Un autre se déchaîne: «Si vous voulez vivre dans un monde paranoïde où tout le monde est considéré comme une menace, je vous suggère de trouver une île déserte pour y passer le reste de vos jours.»

Mathieu Larocque, porte-parole de l'ACSTA, explique que, durant l'exercice financier se terminant au mois de mars 2009, son organisme n'a reçu que 1500 plaintes pour 48 millions de passagers. Mais il s'attend à ce que ces statistiques grimpent à cause de ces mesures imposées en catastrophe.

«À cause de l'urgence, nous n'avons pas eu le temps de faire la sensibilisation nécessaire et d'expliquer les mesures aux passagers. Les gens n'étaient pas avisés.»

Attitude des agents

L'attitude et le comportement de certains agents de l'ACSTA suscitent aussi des doléances. Des passagers se plaignent de leur «impolitesse grossière» ou d'être «malveillants, méchants, arrogants». On leur reproche de faire de l'excès de zèle, de refuser de se nommer, d'intimider ceux qui veulent se plaindre, de refuser de parler français à un unilingue francophone, etc.

Un officier de police à la retraite exprime, lui, sa rage de s'être fait «voler» son insectifuge alors qu'il rentrait d'une excursion de kayak. Il estime s'être fait traiter comme un «criminel».

Les fouilles au corps sont des sources importantes de conflit et d'allégations d'agression sexuelle. «Je ne me suis jamais senti aussi humilié de ma vie», écrit un plaignant.

Les différences dans l'application des règlements sur les objets permis ou non suscitent aussi des grincements de dents.

«Notre défi, commente Mathieu Larocque, est de rendre ces règles plus claires et concises, et qu'elles soient appliquées de façon uniforme.»

Des couteaux à steak à Trudeau

Si des passagers déplorent des dérapages, d'autres au contraire dénoncent des négligences ou l'inutilité du système.

Une hémophile qui transportait une quinzaine de boîtes de perfusion contenant de l'eau distillée et de la poudre a exprimé sa «colère» au sujet d'agents de Calgary «trop occupés à parler» pour vérifier sur leur écran le contenu de son bagage. «J'aurais pu faire beaucoup de dommages si j'avais eu l'esprit tordu», dit-elle.

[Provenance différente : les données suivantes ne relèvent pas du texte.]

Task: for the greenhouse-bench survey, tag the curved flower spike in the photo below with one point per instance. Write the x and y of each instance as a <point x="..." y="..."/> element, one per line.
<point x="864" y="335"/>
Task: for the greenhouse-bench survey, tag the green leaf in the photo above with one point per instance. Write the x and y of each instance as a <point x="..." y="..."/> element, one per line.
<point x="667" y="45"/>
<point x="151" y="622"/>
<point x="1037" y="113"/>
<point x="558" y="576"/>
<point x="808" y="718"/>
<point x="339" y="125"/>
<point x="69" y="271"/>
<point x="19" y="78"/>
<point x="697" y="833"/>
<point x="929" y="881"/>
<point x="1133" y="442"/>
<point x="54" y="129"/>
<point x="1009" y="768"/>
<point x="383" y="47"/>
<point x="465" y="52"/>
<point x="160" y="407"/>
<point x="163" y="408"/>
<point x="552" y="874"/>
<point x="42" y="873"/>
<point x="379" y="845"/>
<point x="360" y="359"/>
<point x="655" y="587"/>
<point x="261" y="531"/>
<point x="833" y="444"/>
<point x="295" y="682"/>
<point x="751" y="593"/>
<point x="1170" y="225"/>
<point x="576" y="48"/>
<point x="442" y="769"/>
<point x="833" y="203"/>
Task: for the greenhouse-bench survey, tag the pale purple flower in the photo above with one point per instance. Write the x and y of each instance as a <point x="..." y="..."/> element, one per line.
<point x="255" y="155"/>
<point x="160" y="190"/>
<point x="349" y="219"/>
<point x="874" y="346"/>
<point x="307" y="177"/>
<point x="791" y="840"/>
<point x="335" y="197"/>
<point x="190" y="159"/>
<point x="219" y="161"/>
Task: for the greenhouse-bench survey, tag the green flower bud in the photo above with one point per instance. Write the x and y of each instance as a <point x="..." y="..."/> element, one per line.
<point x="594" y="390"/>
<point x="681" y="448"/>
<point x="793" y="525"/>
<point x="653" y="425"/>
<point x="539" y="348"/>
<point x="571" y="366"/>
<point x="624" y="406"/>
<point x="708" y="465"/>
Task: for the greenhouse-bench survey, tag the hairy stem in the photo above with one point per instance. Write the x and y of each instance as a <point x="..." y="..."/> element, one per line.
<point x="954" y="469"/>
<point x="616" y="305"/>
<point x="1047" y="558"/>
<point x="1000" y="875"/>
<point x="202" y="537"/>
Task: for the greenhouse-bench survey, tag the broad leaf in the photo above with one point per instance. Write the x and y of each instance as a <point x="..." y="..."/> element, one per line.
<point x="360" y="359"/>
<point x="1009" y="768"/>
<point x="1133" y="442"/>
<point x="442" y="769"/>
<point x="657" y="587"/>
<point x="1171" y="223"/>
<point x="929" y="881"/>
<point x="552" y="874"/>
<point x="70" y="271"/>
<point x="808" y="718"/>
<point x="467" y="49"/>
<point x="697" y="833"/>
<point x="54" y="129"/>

Un autre dit avoir pu passer des ciseaux.

Un homme remet en question l'utilité du processus de sécurité à l'aéroport Trudeau puisque, écrit-il, il est facile de voler le couteau à steak de 12 po proposé aux clients du restaurant Houston pour s'en servir comme arme dans l'avion. Ce restaurant est situé à proximité des portes d'embarquement, donc après les points de fouille.

Très peu de plaintes concernent les scanners corporels puisque ceux-ci ont été implantés progressivement à compter du mois de janvier 2010.

Toutes ces plaintes font l'objet d'une enquête, et les agents visés sont interrogés. Lorsqu'il s'agit d'allégations graves, les agents en cause risquent jusqu'à la perte de leur certification de sécurité obligatoire, donc de leur emploi.

Selon le cas, ces plaintes entraînent aussi des modifications à la formation des agents et aux façons de faire. «Cela fait partie de notre processus d'amélioration continue», dit Mathieu Larocque.